The possibility that COVID-19 damages the testes and impacts fertility, either through an inflammatory orchitis or some other process, warrants gonadal function evaluation in men infected with COVID-19, or who have recovered from COVID-19, and desire fertility [26]. Sperm banking should be offered; however, preliminary assessment and molecular confirmation of the absence of COVID-19 in seminal fluid in asymptomatic men should be performed, as viruses stored in liquid nitrogen have been shown to retain their pathogenic properties [2728]. Prior studies have shown this preliminary evaluation to aid in the safety of sperm cryopreservation [29]. Still, larger cohorts of current or previously COVID-19 infected men are needed to confirm the safety of cryopreservation and assisted reproduction techniques in this population.

In this study we attempted to address the question of the presence of SARS-CoV-2 virus in the testes and the possible concerns it may present. Our study is unique in that we incorporated histomorphology to look for the presence of orchitis and impacts to spermatogenesis, similar to Xu et al [3] when they studied the SARS-CoV virus in 2006. To date, we are the first US study to show the presence of the SARS-CoV-2 virus in testis tissue via TEM. We are also the first to associate the level of ACE-2 receptor expression to changes in spermatogenesis in COVID-19-positive men. The strengths of this study are the diverse representation of men across many races and ages, as well as the ability to show the SARS-CoV-2 virus in testes tissue. In addition, finding identical spiked viral particles in a biopsy of the seminiferous tubules of a living patient who was previous COVID-19 positive; however, seroconverted four weeks later helps to preclude the idea that the presence of the SARS-CoV-2 virus in testis tissue of acutely infected men was due to hematogenous spread and not productive infection.
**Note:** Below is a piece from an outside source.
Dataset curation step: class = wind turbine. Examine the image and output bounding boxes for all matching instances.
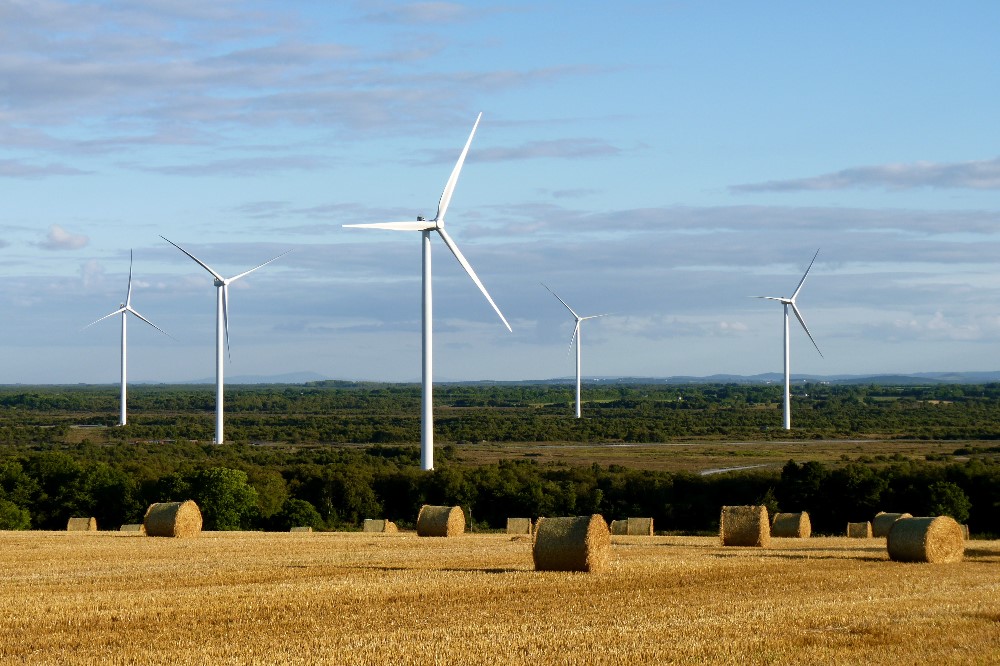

This study is limited by the small sample size and inability to assess the long-term consequences of the SARS-CoV-2 virus on spermatogenesis. Further studies are needed to strengthen the findings of this study in light of conflicting results from previous published studies. To confirm the TEM findings, we attempted to detect the presence of amplified DNA on PCR; however, we were unable to perform this due to lack of sufficient tissue and cDNA. Next steps involve sequencing genomic DNA from the testes of acutely infected COVID-19 patients to show that SARS-CoV-2 sequences have entered the genome of the cells. Possible follow-up studies include comparing COVID-19 positive men to controls with other (non-COVID) causes of acute respiratory distress syndrome, allowing for the definition of COVID-19 specific findings versus those due to having a general systemic illness. Future studies are required with respect to identifying any impact on testis function after chronic infection or resolution of COVID-19 in men.

CONCLUSIONS

The presence of SARS-CoV-2 viral particles in the testicular tissue fills a fundamental gap in knowledge of the affected organs and possible sequalae of COVID-19 in men. The findings of this study could be the first step in discovering impacts to fertility or the possibility of sexual transmission of the virus. On the basis of these preliminary findings, we believe that COVID-19 can penetrate the blood-testis barrier and enter the testis in some men. Presence of the virus can still be identified in the testis after patients have seroconverted. ACE-2 receptor density in testis tissue may be a factor influencing the extent of damage to cells responsible for spermatogenesis, with higher ACE-2 expression possibly leading to poorer spermatogenesis. However, further experiments are needed to validate this association. The relationship between possible visual viral particles on TEM and leukocyte infiltration suggests the COVID-19 virus may enter the testis and potentially cause orchitis. Further studies need to be undertaken to better understand the effects of this virus on reproductive organs.